> Instead, they want to hear that it is okay to feel said emotion.
That's not the definition the others are using, but this seems to be a game of whack-a-mole with everyone's different ideas about what it means.
That said, I think your definition highlights the problem: By telling someone it's okay to feel the emotion, you've implicitly endorsed the response.
The situations I'm speaking about involve people developing inappropriate emotional reactions that lead to self-harm. When they surround themselves with people who do this "validate emotions" game, they're implicitly gathering consensus that it's okay to react that way. The cycle continues.
It's clear that a lot of people have picked up this idea of "validating emotions" being virtuous and good, but some times what people need is for people around them to explain that their reaction is not actually appropriate or okay.
> That said, I think your definition highlights the problem: By telling someone it's okay to feel the emotion, you've implicitly endorsed the response.
This tells me that you've not understood my meaning.
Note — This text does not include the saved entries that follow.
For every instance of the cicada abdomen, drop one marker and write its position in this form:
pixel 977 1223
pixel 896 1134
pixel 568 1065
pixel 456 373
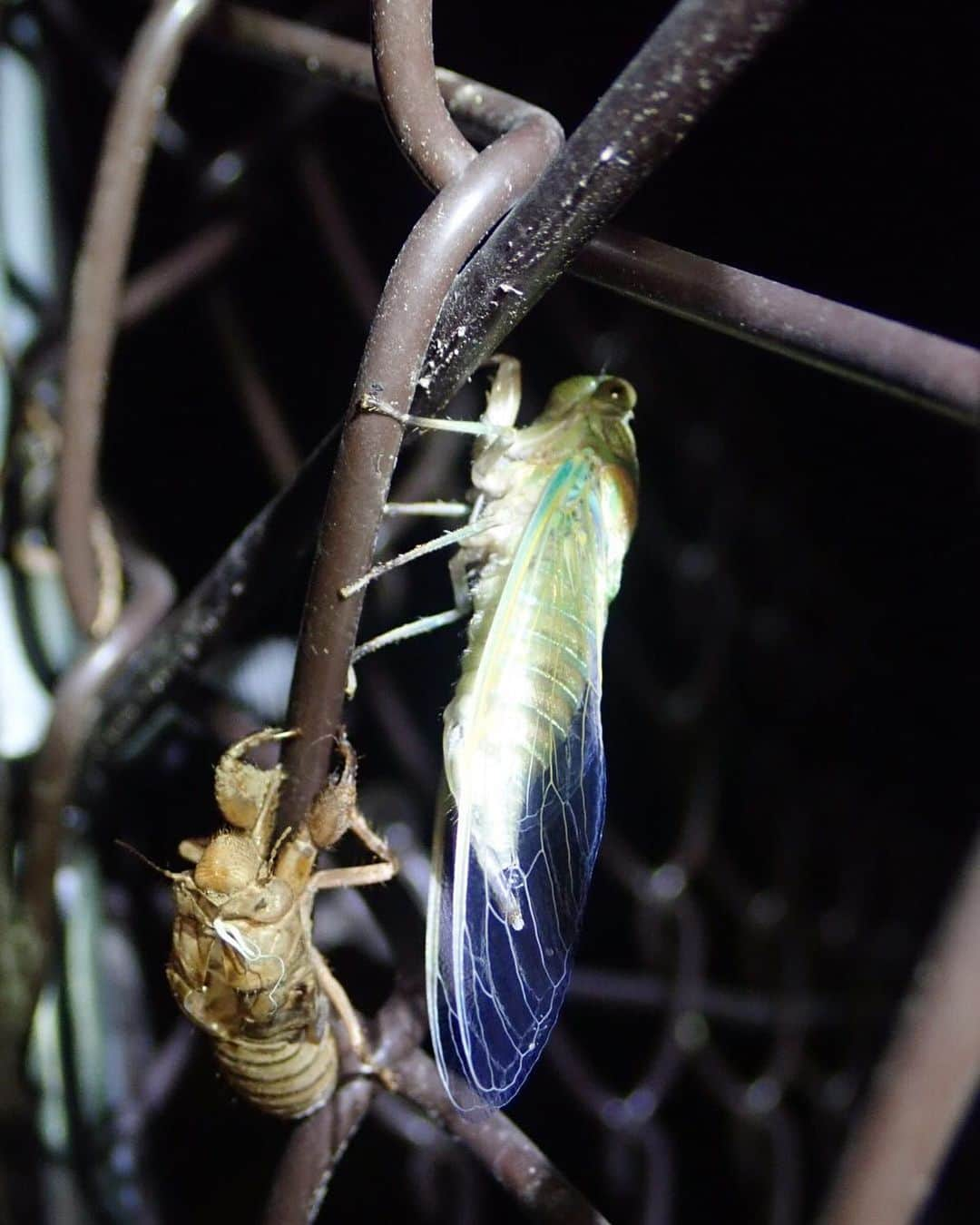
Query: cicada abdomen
pixel 242 965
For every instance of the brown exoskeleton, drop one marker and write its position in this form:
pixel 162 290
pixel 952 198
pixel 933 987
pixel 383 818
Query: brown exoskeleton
pixel 242 965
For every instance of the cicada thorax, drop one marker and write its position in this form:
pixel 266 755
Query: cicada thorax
pixel 524 676
pixel 242 969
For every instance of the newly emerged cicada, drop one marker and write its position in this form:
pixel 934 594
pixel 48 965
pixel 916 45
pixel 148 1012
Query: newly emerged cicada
pixel 242 965
pixel 522 810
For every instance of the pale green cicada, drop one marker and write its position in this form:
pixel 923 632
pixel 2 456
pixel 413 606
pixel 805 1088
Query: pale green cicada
pixel 524 801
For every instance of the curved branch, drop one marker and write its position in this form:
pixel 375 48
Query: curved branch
pixel 98 283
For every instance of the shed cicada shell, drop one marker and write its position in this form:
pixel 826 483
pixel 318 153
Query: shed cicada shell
pixel 242 965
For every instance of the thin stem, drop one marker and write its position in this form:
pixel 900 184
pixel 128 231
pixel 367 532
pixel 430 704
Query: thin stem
pixel 98 283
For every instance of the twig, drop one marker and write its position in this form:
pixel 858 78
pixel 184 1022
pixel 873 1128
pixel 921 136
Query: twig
pixel 318 1142
pixel 98 283
pixel 512 1159
pixel 75 712
pixel 900 360
pixel 925 1082
pixel 897 359
pixel 680 71
pixel 444 237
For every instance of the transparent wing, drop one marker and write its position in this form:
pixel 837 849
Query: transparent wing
pixel 494 989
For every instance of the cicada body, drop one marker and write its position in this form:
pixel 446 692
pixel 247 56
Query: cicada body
pixel 242 965
pixel 524 770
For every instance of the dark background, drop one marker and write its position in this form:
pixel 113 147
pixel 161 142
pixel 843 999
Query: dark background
pixel 790 668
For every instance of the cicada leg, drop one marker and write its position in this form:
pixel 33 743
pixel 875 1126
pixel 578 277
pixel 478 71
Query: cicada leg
pixel 345 1008
pixel 247 793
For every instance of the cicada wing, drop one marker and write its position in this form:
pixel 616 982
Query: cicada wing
pixel 493 1010
pixel 496 989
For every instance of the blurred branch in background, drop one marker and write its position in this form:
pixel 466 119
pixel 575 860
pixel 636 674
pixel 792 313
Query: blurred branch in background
pixel 777 1054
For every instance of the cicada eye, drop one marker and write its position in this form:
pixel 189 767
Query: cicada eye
pixel 616 389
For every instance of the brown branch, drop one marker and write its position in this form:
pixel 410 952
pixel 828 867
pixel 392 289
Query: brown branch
pixel 75 713
pixel 440 241
pixel 98 283
pixel 900 360
pixel 925 1082
pixel 517 1164
pixel 318 1142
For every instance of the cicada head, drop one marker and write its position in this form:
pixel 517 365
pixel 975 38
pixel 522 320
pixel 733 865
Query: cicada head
pixel 228 864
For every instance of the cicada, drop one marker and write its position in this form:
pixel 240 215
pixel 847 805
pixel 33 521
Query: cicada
pixel 242 965
pixel 524 797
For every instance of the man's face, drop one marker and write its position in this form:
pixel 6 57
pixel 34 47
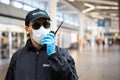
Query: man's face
pixel 31 26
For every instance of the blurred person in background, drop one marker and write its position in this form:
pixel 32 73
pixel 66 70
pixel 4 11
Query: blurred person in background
pixel 4 52
pixel 41 59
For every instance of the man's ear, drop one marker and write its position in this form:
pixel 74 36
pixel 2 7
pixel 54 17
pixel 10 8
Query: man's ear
pixel 27 29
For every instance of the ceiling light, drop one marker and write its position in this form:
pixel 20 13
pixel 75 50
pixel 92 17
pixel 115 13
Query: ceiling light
pixel 113 7
pixel 91 7
pixel 106 7
pixel 113 14
pixel 102 7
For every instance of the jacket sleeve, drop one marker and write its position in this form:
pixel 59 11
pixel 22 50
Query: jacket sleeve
pixel 63 65
pixel 11 69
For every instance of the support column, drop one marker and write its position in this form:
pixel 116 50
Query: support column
pixel 119 14
pixel 10 44
pixel 81 31
pixel 53 14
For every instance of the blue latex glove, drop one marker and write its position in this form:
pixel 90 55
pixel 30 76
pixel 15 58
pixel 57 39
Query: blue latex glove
pixel 50 41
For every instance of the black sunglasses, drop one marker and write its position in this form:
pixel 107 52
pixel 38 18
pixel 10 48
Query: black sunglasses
pixel 37 25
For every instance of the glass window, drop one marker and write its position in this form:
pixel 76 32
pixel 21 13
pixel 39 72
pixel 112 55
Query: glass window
pixel 5 1
pixel 17 4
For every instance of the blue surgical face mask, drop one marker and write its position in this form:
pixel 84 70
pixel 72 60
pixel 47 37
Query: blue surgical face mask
pixel 39 34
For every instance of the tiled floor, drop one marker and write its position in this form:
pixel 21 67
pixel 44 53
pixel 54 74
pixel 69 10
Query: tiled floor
pixel 96 64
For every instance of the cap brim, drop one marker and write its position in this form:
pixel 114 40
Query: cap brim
pixel 38 17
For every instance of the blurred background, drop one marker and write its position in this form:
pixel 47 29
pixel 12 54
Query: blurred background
pixel 91 33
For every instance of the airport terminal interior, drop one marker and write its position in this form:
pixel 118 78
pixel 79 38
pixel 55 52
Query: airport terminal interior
pixel 90 32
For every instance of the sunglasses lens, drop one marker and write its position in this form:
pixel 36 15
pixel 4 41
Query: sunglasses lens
pixel 46 25
pixel 36 26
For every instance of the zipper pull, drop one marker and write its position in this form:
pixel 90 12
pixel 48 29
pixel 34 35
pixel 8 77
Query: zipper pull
pixel 37 51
One is not condoning or endorsing any behavioral response when they say the emotional response (which motivated the behavior) is valid and natural. They are distinct things and one does not necessarily follow or precede the other.
> their reaction is not actually appropriate or okay
I suspect we are talking past each other here. If "their reaction" refers to their emotions, that is not your concern; to think otherwise is wildly antisocial. If it instead refers to their actions and/or behaviors, you simply are not bemoaning emotional validation.
> That's not the definition the others are using
For what it's worth, imo this is included in the definition of "accepting" someone's feelings. You are saying "it is acceptable" to have the feelings.